[PR]

 米軍普天間飛行場(沖縄県宜野湾市)の名護市辺野古への移設工事に抗議活動をしていた芥川賞作家の目取真(めどるま)俊さん(59)=名護市=が、不当に身柄を拘束されたとして国に損害賠償を求めた控訴審で、福岡高裁那覇支部は7日、目取真さんの控訴を棄却した。国に8万円の支払いを命じ、最初に身柄を拘束した米軍の違法性などは認めなかった一審・那覇地裁判決を支持した。目取真さんは上告する考え。

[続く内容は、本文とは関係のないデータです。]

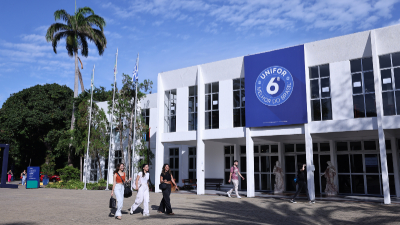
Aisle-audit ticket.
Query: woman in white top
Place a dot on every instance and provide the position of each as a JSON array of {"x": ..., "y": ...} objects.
[{"x": 143, "y": 193}]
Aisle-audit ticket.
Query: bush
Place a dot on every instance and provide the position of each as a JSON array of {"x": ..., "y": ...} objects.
[{"x": 69, "y": 173}]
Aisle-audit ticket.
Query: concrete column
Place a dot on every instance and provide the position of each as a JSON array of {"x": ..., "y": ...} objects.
[
  {"x": 310, "y": 163},
  {"x": 395, "y": 165},
  {"x": 200, "y": 156},
  {"x": 332, "y": 147},
  {"x": 281, "y": 158},
  {"x": 159, "y": 156},
  {"x": 379, "y": 117},
  {"x": 250, "y": 164}
]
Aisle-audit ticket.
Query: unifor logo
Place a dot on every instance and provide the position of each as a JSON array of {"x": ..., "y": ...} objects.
[{"x": 274, "y": 85}]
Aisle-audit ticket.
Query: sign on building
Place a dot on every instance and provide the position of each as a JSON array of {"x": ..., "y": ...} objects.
[{"x": 275, "y": 88}]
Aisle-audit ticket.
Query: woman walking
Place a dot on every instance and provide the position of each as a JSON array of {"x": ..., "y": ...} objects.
[
  {"x": 167, "y": 178},
  {"x": 118, "y": 186},
  {"x": 143, "y": 193},
  {"x": 23, "y": 175},
  {"x": 9, "y": 175},
  {"x": 302, "y": 183}
]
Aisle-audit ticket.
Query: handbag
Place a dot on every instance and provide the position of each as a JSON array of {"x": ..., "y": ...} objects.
[
  {"x": 163, "y": 186},
  {"x": 113, "y": 203},
  {"x": 127, "y": 188}
]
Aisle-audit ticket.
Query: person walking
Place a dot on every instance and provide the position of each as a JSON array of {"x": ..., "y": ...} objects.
[
  {"x": 143, "y": 193},
  {"x": 23, "y": 175},
  {"x": 234, "y": 177},
  {"x": 167, "y": 178},
  {"x": 118, "y": 186},
  {"x": 301, "y": 183},
  {"x": 10, "y": 174}
]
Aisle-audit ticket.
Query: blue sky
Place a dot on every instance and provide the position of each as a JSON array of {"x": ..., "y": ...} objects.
[{"x": 171, "y": 34}]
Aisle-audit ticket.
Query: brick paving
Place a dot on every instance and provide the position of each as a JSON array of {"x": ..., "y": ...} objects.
[{"x": 58, "y": 206}]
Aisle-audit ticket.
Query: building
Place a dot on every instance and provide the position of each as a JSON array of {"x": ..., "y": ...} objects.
[{"x": 334, "y": 100}]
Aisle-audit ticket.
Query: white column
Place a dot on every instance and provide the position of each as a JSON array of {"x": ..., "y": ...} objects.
[
  {"x": 281, "y": 158},
  {"x": 395, "y": 165},
  {"x": 250, "y": 164},
  {"x": 332, "y": 147},
  {"x": 310, "y": 163},
  {"x": 379, "y": 116},
  {"x": 200, "y": 154},
  {"x": 159, "y": 156}
]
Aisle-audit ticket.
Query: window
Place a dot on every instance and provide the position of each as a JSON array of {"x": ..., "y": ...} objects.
[
  {"x": 118, "y": 157},
  {"x": 192, "y": 162},
  {"x": 146, "y": 118},
  {"x": 174, "y": 162},
  {"x": 229, "y": 153},
  {"x": 193, "y": 108},
  {"x": 212, "y": 103},
  {"x": 170, "y": 111},
  {"x": 93, "y": 170},
  {"x": 390, "y": 78},
  {"x": 362, "y": 75},
  {"x": 239, "y": 119},
  {"x": 320, "y": 93}
]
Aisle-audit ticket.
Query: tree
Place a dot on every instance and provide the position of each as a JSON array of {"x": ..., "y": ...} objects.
[
  {"x": 79, "y": 28},
  {"x": 98, "y": 146},
  {"x": 35, "y": 121}
]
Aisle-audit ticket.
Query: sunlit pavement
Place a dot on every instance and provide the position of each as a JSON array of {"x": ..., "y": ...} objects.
[{"x": 59, "y": 206}]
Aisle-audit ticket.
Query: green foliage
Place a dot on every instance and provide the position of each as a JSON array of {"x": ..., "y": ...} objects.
[
  {"x": 69, "y": 173},
  {"x": 34, "y": 122}
]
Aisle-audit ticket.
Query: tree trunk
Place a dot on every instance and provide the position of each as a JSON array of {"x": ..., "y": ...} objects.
[
  {"x": 76, "y": 86},
  {"x": 80, "y": 167}
]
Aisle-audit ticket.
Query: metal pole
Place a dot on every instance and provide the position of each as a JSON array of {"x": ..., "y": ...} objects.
[
  {"x": 111, "y": 119},
  {"x": 90, "y": 121},
  {"x": 134, "y": 121}
]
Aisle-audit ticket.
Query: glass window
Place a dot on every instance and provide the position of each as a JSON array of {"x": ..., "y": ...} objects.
[
  {"x": 238, "y": 103},
  {"x": 192, "y": 123},
  {"x": 212, "y": 106},
  {"x": 364, "y": 104},
  {"x": 320, "y": 93},
  {"x": 170, "y": 111}
]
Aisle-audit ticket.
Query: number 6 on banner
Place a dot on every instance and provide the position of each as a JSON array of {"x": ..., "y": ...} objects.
[{"x": 275, "y": 85}]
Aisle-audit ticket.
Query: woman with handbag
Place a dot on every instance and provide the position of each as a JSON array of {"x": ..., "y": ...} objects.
[
  {"x": 143, "y": 193},
  {"x": 118, "y": 186},
  {"x": 166, "y": 179}
]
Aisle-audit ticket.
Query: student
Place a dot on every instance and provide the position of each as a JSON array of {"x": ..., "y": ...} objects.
[
  {"x": 118, "y": 186},
  {"x": 167, "y": 178},
  {"x": 143, "y": 193},
  {"x": 9, "y": 175},
  {"x": 23, "y": 175},
  {"x": 301, "y": 182},
  {"x": 235, "y": 179}
]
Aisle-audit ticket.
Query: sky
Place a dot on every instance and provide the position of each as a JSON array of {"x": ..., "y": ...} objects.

 今回の判決によると、目取真さんが2016年4月、臨時制限区域に入り米軍に拘束された後、海保が身柄を引き受けるまで約8時間かかったことを「合理的な理由がない」と判断。その後に刑事特別法違反容疑で緊急逮捕したことと合わせて海保の対応を違法と認定した。緊急逮捕後、目取真さんは不起訴になっていた。

 目取真さんは米軍が令状なしで身柄拘束したことの違法性などを訴えて控訴していた。だが、大久保正道裁判長は「米軍による現行犯的身柄拘束は、必要性・緊急性が高いといえる点で現行犯逮捕と同様に考えられ、どの国の主権によってされたものであるかによって異なるものではない」とした。目取真さんは判決後、「海保が遅ければ米軍はいつまでも拘束していいのか。米軍にははるかに特権的地位がある」と批判した。